Organizational Barriers to Technology Adoption: Evidence from Soccer Ball Producers in Pakistan

Friday, 21 September, 2018
Abstract: 
This article, published in the Quarterly Journal of Economics, studies technology adoption in a cluster of soccer-ball producers in Sialkot, Pakistan. Atkin, Chaudhry, Chaudry, Khandelwal and Verhoogen (2017) invented a new cutting technology that reduces waste of the primary raw material and gave the technology to a random subset of producers. Despite the clear net benefits for nearly all firms, after 15 months take-up remained puzzlingly low.
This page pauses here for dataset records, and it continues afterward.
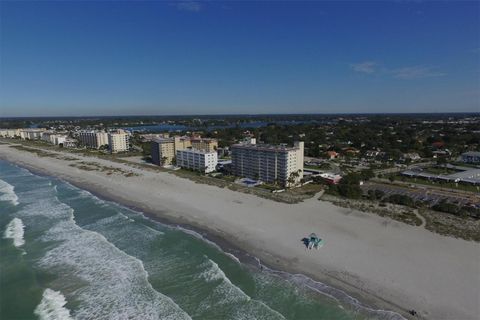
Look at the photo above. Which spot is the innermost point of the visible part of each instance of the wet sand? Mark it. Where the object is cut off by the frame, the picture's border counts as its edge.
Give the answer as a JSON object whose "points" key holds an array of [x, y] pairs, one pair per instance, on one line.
{"points": [[384, 263]]}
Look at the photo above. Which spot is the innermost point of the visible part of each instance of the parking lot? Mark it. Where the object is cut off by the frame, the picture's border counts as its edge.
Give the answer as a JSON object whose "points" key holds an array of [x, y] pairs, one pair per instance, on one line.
{"points": [[424, 194]]}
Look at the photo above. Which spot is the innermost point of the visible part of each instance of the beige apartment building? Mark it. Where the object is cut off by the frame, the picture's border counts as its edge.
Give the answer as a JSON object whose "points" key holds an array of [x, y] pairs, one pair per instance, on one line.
{"points": [[205, 144], [92, 138], [164, 150], [118, 141], [276, 164]]}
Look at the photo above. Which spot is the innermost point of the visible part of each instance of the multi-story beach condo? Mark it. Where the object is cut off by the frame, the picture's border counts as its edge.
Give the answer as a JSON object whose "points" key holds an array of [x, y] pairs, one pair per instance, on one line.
{"points": [[206, 144], [163, 151], [9, 133], [93, 139], [118, 141], [182, 143], [54, 138], [197, 160], [31, 134], [269, 163]]}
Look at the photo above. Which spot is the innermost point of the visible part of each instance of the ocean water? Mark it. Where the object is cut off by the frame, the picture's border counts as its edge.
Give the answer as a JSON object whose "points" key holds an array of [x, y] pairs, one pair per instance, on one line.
{"points": [[66, 254]]}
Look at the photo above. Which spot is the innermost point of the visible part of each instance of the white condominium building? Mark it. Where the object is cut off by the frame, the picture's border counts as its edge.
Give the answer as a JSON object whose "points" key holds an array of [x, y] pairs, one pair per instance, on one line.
{"points": [[163, 151], [31, 134], [93, 139], [268, 163], [54, 138], [197, 160], [9, 133], [118, 141]]}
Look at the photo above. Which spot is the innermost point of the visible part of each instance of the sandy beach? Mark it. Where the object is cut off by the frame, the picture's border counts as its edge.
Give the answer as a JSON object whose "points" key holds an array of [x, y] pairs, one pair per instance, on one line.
{"points": [[383, 263]]}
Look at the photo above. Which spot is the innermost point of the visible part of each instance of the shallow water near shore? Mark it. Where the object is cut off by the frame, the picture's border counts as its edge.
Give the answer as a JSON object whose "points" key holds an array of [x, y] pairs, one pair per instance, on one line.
{"points": [[66, 254]]}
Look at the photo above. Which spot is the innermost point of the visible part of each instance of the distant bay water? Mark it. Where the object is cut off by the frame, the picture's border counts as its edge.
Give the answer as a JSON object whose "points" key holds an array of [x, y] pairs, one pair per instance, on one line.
{"points": [[66, 254], [244, 125]]}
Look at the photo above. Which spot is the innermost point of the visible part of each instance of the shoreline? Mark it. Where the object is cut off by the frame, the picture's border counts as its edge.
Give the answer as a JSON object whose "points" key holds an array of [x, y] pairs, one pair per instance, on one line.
{"points": [[365, 301], [221, 233]]}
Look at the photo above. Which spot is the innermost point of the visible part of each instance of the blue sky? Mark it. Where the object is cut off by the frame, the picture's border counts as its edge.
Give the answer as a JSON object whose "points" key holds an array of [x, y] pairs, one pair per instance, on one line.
{"points": [[153, 57]]}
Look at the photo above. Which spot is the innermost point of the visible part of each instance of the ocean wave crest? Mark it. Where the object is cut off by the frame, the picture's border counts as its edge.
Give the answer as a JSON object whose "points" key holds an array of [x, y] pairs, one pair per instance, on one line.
{"points": [[52, 306], [15, 231], [8, 192]]}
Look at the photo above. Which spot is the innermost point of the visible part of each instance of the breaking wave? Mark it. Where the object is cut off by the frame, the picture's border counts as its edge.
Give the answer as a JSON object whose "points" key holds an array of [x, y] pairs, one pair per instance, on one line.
{"points": [[52, 306], [8, 193], [15, 231]]}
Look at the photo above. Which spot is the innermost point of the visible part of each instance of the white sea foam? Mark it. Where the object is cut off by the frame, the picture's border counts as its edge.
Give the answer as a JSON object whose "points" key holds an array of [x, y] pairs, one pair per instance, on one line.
{"points": [[118, 286], [15, 231], [52, 306], [7, 192], [336, 294], [228, 293]]}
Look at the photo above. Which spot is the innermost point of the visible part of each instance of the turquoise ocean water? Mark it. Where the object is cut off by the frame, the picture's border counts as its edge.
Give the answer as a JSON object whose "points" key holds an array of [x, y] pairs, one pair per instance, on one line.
{"points": [[66, 254]]}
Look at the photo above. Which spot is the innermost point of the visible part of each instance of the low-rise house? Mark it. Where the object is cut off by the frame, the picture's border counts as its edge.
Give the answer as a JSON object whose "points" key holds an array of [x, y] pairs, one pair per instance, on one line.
{"points": [[332, 155], [471, 157]]}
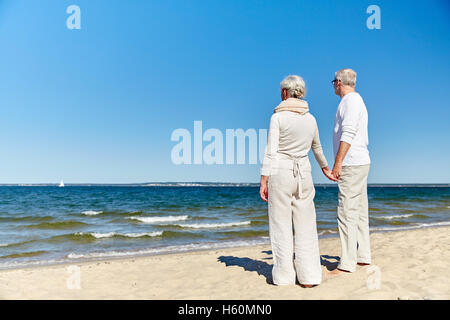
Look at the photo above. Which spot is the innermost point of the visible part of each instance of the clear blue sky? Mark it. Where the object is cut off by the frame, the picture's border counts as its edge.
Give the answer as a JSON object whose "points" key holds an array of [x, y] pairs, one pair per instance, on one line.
{"points": [[99, 104]]}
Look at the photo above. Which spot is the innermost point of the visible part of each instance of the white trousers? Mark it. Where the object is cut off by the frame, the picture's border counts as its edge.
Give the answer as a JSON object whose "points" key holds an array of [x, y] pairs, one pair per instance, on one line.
{"points": [[353, 217], [291, 205]]}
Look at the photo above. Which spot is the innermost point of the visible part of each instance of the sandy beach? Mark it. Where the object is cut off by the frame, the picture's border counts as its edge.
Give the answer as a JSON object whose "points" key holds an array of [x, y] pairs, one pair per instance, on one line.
{"points": [[406, 265]]}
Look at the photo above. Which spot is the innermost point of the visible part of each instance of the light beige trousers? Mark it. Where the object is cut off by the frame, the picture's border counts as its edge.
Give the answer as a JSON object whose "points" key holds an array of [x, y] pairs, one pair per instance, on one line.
{"points": [[291, 206], [353, 217]]}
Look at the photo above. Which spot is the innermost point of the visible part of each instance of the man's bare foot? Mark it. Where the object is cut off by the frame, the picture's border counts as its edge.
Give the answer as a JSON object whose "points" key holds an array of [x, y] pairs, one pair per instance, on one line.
{"points": [[338, 271]]}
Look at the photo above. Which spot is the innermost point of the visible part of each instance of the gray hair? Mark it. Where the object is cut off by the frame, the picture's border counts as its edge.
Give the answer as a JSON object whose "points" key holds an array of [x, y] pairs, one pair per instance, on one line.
{"points": [[294, 85], [346, 76]]}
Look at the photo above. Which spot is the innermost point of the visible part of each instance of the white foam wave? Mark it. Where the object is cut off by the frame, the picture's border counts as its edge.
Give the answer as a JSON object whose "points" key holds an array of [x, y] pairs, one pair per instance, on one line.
{"points": [[398, 216], [214, 225], [160, 219], [91, 212], [169, 249], [99, 235]]}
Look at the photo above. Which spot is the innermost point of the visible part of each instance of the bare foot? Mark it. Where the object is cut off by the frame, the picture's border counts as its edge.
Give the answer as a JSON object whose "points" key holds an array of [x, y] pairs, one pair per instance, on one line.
{"points": [[338, 271], [308, 285]]}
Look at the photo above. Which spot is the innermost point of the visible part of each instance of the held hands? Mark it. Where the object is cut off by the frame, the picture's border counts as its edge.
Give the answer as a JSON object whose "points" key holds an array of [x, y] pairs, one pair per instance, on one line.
{"points": [[329, 174], [263, 190], [337, 170]]}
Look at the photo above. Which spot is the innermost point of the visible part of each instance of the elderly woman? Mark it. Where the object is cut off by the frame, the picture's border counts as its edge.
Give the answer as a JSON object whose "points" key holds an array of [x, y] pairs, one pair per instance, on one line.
{"points": [[287, 185]]}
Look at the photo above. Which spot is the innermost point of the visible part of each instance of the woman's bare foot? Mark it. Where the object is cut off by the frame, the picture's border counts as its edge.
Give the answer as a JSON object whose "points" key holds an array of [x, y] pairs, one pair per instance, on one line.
{"points": [[308, 285], [338, 271]]}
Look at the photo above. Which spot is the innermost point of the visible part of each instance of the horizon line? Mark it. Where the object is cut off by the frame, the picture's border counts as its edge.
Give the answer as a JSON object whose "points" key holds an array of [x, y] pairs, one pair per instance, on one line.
{"points": [[199, 183]]}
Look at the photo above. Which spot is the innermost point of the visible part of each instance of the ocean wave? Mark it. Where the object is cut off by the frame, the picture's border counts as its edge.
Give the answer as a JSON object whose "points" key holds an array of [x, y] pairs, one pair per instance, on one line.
{"points": [[99, 235], [169, 249], [23, 254], [27, 218], [91, 212], [214, 225], [397, 216], [57, 225], [159, 219]]}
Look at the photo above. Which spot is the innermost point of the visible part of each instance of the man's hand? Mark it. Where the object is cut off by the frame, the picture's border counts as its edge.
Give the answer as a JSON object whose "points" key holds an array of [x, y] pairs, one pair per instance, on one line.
{"points": [[337, 170], [263, 190], [327, 172], [342, 151]]}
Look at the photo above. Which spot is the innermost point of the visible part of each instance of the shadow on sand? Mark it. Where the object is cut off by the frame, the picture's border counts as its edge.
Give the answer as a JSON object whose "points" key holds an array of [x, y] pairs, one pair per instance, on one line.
{"points": [[325, 260], [252, 265], [265, 269]]}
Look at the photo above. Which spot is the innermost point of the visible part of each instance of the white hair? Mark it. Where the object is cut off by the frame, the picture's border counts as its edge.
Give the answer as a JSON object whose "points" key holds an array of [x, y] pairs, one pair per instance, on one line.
{"points": [[294, 85], [346, 76]]}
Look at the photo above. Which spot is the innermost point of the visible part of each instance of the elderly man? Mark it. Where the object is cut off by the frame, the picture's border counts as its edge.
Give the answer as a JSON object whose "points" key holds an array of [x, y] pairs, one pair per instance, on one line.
{"points": [[351, 168]]}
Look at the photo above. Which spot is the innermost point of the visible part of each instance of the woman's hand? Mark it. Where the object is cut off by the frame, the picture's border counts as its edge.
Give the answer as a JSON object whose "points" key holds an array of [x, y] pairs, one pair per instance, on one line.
{"points": [[263, 190], [327, 172]]}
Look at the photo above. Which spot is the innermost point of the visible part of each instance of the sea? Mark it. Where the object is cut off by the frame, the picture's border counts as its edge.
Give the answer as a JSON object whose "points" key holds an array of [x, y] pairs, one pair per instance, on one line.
{"points": [[47, 224]]}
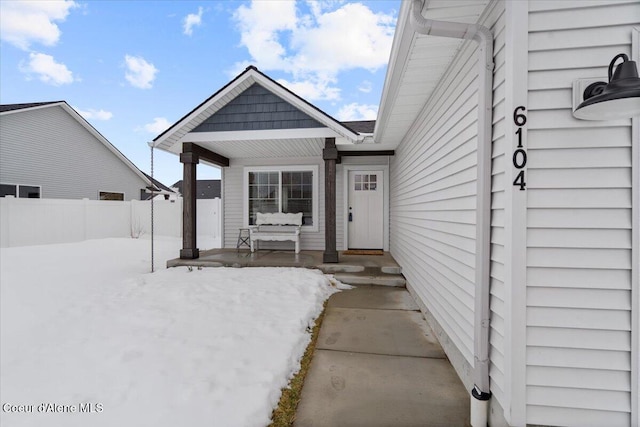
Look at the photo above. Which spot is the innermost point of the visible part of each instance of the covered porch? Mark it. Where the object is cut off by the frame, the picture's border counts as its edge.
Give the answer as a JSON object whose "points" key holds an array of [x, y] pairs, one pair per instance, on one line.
{"points": [[277, 153]]}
The authors hypothesize that an important reason for the lack of adoption is a misalignment of incentives within firms: the key employees (cutters and printers) are typically paid piece rates, with no incentive to reduce waste, and the new technology slows them down, at least initially. Fearing reductions in their effective wage, employees resist adoption in various ways, including by misinforming owners about the value of the technology. To investigate this hypothesis, the researchers implemented a second experiment among the firms that originally received the technology: they offered one cutter and one printer per firm a lump-sum payment, approximately a month’s earnings, conditional on demonstrating competence in using the technology in the presence of the owner. This incentive payment, small from the point of view of the firm, had a significant positive effect on adoption. The results suggest that misalignment of incentives within firms is an important barrier to technology adoption in this setting.